ひとたびカメラを手にすれば、プロアマ関係なく誰しもが「良い写真を撮りたい」と思うでしょう。


では「良い写真」とはどのようなものかと言うと、写真のジャンル、カメラマンのセンス、クライアントのセンスによって様々に変わり、一口に「これだ」というのはなかなか難しいかも知れません。


人物写真だけに限っても「良い写真」の条件は色々かと思いますが、ひとつ最低条件があるとすれば”被写体がどれだけリラックスできているか”という点です。


スマートフォンで写真を撮る事がこれだけ当たり前になった世の中においても、撮られる事に慣れている人というのはそう多くないのが実情です。

アマチュアの方が友達同士で撮る分には関係の無い事ですが、プロのカメラマンであればその日初めて会った知らない人を撮影する機会の方が多いでしょう。

相手がプロのモデルさんであればさほど問題はありませんが、大抵はそうはいきません。

そんな場面で相手のリラックスした表情をいかに引き出してあげるかは、カメラマンの力量にかかってきます。

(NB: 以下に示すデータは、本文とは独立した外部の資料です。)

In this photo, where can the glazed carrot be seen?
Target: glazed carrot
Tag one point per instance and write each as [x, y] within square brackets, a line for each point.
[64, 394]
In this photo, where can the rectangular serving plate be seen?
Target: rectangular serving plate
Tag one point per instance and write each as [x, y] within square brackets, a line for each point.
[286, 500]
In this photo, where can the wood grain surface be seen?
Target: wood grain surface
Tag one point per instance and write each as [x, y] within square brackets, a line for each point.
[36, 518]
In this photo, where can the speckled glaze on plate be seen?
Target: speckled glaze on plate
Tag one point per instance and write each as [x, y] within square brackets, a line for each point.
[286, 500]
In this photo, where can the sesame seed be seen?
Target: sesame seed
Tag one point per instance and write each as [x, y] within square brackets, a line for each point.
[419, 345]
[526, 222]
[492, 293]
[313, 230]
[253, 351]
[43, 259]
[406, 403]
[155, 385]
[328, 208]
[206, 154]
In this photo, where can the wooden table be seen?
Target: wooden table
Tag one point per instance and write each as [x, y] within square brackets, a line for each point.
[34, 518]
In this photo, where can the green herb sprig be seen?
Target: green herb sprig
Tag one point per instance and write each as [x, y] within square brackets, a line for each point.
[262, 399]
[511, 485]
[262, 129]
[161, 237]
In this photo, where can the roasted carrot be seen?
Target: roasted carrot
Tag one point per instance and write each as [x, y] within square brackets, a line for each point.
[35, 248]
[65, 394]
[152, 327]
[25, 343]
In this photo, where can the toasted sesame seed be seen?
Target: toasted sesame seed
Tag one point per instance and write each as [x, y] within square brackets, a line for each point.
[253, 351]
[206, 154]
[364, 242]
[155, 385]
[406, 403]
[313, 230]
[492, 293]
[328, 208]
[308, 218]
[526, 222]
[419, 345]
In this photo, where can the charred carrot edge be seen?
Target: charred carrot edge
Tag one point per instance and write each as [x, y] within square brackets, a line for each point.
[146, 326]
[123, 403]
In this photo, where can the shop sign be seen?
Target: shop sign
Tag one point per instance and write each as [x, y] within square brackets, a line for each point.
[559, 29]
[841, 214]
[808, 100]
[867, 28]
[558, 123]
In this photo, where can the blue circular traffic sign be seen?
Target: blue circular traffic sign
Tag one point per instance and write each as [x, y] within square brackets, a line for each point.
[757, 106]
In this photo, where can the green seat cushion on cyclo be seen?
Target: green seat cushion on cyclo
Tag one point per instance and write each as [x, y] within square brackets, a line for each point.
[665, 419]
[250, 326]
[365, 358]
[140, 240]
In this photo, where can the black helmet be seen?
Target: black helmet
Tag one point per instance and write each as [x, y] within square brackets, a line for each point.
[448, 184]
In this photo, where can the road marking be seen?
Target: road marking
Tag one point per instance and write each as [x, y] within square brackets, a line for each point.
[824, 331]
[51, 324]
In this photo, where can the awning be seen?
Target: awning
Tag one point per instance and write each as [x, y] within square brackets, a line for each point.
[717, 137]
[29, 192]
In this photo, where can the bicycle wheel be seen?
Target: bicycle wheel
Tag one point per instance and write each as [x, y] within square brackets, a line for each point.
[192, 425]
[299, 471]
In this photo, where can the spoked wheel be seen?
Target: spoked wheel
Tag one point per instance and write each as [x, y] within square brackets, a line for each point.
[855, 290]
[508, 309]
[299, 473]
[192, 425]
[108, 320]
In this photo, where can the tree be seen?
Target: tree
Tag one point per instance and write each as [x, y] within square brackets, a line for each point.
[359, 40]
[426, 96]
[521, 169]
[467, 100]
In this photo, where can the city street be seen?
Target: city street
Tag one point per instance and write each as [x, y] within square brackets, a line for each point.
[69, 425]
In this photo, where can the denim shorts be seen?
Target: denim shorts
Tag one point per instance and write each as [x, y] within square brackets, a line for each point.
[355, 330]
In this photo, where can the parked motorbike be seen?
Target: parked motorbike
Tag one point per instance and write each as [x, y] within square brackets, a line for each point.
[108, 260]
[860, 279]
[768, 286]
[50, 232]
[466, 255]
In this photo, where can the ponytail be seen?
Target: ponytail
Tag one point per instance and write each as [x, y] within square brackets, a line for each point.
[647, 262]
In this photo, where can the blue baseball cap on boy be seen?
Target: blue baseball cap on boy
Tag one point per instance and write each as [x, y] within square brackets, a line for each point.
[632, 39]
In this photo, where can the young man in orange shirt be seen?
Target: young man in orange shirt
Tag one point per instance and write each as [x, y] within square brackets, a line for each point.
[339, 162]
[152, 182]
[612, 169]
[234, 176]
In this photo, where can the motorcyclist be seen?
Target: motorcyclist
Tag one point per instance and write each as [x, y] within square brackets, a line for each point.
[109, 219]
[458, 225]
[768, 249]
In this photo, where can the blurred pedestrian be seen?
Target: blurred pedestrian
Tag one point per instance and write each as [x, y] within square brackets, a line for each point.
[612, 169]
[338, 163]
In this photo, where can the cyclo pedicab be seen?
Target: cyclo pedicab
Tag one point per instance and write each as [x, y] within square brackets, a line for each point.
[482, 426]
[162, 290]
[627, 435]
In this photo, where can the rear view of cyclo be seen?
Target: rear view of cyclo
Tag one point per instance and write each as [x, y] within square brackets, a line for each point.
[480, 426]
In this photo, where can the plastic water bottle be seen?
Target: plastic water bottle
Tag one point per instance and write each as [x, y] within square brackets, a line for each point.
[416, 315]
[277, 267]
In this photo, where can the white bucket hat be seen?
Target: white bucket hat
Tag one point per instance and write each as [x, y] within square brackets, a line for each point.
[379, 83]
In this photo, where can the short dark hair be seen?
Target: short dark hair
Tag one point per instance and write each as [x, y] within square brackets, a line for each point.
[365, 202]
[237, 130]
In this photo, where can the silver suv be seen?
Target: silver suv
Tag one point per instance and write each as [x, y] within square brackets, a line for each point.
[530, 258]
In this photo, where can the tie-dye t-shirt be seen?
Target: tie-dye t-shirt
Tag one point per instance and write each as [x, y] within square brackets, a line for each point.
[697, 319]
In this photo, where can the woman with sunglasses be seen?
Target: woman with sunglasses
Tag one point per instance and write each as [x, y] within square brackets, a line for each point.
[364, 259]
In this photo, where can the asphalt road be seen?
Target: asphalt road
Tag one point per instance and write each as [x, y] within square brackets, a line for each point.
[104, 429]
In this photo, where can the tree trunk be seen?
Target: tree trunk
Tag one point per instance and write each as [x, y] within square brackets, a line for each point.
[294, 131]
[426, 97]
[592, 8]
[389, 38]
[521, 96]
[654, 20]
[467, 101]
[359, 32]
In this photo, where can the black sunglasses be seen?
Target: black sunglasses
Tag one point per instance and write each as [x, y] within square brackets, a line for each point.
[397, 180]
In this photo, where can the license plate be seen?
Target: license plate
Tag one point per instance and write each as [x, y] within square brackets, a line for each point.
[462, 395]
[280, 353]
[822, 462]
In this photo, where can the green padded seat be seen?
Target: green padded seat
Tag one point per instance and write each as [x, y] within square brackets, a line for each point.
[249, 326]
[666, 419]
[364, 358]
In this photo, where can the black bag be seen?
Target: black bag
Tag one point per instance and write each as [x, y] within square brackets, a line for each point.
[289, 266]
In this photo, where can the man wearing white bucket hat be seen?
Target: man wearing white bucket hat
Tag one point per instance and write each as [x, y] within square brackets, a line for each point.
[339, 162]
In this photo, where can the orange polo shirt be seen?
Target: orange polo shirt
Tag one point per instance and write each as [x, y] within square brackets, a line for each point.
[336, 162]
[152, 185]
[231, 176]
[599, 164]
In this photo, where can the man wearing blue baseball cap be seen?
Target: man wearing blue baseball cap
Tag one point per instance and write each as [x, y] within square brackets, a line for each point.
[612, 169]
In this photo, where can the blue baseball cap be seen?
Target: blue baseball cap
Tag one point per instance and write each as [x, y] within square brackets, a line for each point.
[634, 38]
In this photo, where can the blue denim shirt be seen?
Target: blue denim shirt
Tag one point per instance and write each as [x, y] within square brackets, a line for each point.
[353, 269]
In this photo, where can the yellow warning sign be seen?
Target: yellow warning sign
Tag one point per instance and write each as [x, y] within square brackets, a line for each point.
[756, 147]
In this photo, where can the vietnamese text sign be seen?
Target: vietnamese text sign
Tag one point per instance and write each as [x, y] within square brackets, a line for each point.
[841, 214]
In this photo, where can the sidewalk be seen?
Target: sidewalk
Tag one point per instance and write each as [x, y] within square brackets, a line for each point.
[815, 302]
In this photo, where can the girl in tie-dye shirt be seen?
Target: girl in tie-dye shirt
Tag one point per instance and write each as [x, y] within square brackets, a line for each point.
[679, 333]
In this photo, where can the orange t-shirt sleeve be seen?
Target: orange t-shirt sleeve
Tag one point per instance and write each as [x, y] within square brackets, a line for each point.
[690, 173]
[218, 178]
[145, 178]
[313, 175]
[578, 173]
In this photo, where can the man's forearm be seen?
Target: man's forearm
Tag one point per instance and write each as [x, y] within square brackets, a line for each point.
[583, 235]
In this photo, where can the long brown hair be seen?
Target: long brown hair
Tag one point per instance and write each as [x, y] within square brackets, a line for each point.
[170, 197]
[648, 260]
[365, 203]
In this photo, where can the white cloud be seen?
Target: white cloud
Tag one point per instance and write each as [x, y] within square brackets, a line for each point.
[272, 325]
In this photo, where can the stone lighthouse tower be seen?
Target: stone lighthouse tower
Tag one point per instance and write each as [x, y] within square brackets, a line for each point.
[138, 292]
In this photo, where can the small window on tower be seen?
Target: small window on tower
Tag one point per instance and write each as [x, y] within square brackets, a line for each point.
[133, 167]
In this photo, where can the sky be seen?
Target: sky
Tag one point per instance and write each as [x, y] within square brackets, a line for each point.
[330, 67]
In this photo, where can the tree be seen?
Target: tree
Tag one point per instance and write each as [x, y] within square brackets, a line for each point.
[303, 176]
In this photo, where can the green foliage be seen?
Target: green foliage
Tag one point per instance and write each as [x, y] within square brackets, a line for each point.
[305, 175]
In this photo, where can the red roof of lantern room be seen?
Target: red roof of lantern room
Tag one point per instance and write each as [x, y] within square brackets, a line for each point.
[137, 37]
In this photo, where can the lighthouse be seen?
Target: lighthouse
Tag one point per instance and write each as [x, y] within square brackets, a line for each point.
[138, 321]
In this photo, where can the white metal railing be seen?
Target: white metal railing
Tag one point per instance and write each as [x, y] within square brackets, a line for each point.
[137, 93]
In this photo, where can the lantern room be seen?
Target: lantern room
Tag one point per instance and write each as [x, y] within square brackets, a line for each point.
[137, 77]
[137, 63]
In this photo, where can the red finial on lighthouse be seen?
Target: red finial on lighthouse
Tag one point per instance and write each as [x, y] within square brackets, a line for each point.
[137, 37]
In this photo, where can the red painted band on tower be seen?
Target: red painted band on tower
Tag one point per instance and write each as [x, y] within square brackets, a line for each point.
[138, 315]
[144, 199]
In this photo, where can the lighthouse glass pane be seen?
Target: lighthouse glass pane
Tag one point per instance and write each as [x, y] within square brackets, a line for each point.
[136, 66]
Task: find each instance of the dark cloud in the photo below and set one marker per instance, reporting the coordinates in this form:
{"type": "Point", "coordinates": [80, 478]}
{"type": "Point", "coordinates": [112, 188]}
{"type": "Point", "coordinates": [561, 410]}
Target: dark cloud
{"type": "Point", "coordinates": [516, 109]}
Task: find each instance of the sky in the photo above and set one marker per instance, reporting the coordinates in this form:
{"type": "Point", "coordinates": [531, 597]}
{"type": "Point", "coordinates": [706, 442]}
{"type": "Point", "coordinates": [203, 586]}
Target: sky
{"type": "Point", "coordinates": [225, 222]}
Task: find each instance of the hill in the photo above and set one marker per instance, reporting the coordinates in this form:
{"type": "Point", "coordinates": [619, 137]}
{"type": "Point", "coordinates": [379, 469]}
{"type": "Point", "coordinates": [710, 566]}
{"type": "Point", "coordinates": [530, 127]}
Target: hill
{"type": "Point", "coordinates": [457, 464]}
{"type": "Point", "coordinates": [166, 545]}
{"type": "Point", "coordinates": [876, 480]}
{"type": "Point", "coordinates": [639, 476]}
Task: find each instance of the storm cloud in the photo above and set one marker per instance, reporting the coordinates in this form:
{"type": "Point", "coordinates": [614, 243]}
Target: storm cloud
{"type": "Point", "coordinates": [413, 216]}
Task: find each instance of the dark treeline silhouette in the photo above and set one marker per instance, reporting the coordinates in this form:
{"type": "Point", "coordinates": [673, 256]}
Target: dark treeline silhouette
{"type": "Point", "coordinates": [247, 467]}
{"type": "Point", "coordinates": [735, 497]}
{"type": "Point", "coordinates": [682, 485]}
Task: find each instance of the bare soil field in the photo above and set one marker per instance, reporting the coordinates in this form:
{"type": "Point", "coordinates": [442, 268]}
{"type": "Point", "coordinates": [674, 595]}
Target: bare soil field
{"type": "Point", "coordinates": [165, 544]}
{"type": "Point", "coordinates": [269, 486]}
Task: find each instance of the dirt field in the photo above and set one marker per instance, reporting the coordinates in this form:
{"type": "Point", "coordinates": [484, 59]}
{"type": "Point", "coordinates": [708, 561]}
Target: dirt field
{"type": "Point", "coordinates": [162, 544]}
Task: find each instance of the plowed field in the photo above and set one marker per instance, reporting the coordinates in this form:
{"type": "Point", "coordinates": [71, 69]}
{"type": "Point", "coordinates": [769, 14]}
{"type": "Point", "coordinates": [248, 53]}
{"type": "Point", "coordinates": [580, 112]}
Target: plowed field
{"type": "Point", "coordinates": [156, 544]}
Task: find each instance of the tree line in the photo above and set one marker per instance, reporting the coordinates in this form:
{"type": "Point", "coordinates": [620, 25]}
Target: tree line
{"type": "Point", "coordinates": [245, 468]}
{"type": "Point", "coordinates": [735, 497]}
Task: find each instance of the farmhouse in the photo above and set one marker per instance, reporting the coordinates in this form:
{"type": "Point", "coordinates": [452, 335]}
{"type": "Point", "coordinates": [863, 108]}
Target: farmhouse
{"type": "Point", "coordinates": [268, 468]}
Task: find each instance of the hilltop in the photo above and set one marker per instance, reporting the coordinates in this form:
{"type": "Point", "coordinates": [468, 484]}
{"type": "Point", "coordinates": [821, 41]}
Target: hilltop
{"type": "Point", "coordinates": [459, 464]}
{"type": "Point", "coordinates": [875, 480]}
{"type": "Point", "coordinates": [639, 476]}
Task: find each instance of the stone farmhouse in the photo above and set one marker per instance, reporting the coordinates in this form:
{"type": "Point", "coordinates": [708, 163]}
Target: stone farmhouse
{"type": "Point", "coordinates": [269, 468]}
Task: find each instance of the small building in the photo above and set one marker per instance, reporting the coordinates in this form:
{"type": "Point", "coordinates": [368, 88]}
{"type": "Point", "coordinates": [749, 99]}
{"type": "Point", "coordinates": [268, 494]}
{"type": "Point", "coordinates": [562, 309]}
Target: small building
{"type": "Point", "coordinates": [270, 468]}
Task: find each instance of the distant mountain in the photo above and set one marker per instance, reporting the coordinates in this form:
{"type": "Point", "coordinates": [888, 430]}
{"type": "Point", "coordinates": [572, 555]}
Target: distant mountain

プロのカメラマンでも「はい、笑ってくださーい」と声を掛けて撮る人はいますが、知らない人から笑えと言われて笑える人は撮る側が想像している以上に希少です。

家族写真で、明らかに緊張気味でひきつった顔で写っているお父さんを見て

「お父さん顔こわばってるねー」

なんて思い出として笑ってくれる人もいるでしょうが、それが写真として良いものと言えるかは疑問です。


プロとしてどんな相手でもリラックスした自然な表情の写真を撮る為には、声の掛け方ひとつでもそれなりの戦略を考える必要があります。